One of SnagFilms’s most successful titles is “Return to Tarawa,” a drama starring Ed Harris about the legacy of a World War II battle that the company acquired in 2009 after it aired on the Military Channel. The movie has played steadily on the site’s ad-supported channel. “It’s well on its way to a million views, if it hasn’t reached it already,” Allen says, adding that SnagFilms’s aim is “to put films where people are. Make it easy for them to watch really good films when and where they want to watch them.”
It’s impossible to argue with that mission statement. Still, one can celebrate the democratization and downright survival of an embattled cinematic niche while bemoaning the sacrifices: Von Trier’s “Melancholia” was an epic exercise in bravura filmmaking, a heightened sensory experience that married image and sound with often stirring results. Could that sense of awe ever be approximated on a six-inch screen? Or on a 42-inch television with kids interrupting, phones ringing or breaks for making popcorn? (Then again, would that epic viewing experience be possible for someone living in a town lacking the theater to play it?)
But even if we accept some loss of scale, we can still grieve the collective ritual we once knew as going to the movies. The closest we can come to in our homes is watching a movie while on Twitter or Facebook. “No one goes to movies on dates anymore,” says “Tiny Furniture” director and “Girls” creator Lena Dunham.“Now it’s, ‘Let’s watch something on Netflix on my bed.’ ” Dunham makes that observation in a terrific new documentary about filmmaking called “Side by Side.” In the same movie, director Barry Levinson recalls going to the film palaces of his youth in Baltimore. “The red curtain would open, and there’s the movie!” he rhapsodizes. “It’s not as special anymore.

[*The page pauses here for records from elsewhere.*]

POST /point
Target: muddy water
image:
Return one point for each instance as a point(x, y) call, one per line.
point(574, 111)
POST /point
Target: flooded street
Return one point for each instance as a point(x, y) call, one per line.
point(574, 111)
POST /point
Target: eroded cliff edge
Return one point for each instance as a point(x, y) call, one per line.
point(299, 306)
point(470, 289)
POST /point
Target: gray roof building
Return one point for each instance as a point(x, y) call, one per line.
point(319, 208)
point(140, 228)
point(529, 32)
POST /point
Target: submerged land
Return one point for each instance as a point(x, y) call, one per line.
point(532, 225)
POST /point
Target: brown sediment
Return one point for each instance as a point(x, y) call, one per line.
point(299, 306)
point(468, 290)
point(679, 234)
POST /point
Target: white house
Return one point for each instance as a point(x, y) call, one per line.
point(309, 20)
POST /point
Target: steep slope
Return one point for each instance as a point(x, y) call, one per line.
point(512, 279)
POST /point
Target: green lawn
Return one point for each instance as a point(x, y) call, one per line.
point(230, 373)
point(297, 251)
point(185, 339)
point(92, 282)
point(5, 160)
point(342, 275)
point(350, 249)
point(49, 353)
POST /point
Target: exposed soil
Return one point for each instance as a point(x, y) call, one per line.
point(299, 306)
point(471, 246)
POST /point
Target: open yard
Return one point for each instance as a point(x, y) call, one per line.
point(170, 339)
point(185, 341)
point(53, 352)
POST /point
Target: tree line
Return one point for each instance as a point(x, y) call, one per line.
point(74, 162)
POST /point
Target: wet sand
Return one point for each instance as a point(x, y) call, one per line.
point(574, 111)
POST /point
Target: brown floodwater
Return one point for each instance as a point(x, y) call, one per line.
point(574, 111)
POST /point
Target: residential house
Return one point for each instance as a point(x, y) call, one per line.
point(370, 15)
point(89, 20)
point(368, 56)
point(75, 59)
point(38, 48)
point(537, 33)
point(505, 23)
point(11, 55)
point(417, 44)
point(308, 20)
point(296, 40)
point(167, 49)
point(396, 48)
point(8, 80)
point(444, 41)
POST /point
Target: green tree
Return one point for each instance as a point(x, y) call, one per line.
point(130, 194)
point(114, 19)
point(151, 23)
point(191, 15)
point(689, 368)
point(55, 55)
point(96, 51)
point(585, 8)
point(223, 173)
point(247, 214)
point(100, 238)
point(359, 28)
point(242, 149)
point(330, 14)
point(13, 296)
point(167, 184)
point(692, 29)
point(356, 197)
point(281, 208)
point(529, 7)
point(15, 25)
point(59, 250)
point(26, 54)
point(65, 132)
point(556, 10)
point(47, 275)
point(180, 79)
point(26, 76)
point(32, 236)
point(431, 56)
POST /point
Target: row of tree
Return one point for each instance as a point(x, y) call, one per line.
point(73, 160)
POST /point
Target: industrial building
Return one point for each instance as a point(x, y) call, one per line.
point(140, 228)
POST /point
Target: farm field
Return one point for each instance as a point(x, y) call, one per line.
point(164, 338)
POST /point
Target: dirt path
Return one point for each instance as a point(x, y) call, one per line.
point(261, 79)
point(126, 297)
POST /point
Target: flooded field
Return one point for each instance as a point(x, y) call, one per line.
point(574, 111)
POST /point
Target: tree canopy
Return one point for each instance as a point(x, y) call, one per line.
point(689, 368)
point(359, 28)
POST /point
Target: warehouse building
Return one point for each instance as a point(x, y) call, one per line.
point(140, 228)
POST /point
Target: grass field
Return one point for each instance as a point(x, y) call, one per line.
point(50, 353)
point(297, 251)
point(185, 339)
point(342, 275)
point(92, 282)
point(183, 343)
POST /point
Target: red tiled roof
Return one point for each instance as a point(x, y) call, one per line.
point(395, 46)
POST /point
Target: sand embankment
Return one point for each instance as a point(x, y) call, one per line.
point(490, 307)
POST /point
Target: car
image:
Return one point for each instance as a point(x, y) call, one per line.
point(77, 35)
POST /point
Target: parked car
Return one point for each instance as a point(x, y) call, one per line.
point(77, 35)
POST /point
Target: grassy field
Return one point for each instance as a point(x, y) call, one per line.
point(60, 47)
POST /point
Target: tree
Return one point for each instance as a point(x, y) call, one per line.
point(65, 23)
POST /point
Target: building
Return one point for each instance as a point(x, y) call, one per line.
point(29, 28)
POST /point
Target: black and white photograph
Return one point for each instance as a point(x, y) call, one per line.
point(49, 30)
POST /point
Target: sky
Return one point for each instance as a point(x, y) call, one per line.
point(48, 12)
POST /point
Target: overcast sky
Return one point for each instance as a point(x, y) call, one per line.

It’s another thing.”
Produced and
narrated by Keanu Reeves, “Side by Side” adroitly threads viewers through the
digital revolution in film, from how images are captured and projected to the
changing ways we’re watching them, for better or for worse. It makes some
crucial points about the pros and cons of technological progress. If you’d like
to see it, you’re in luck: It opened theatrically in Los Angeles on Friday, but
will be available on demand on Wednesday.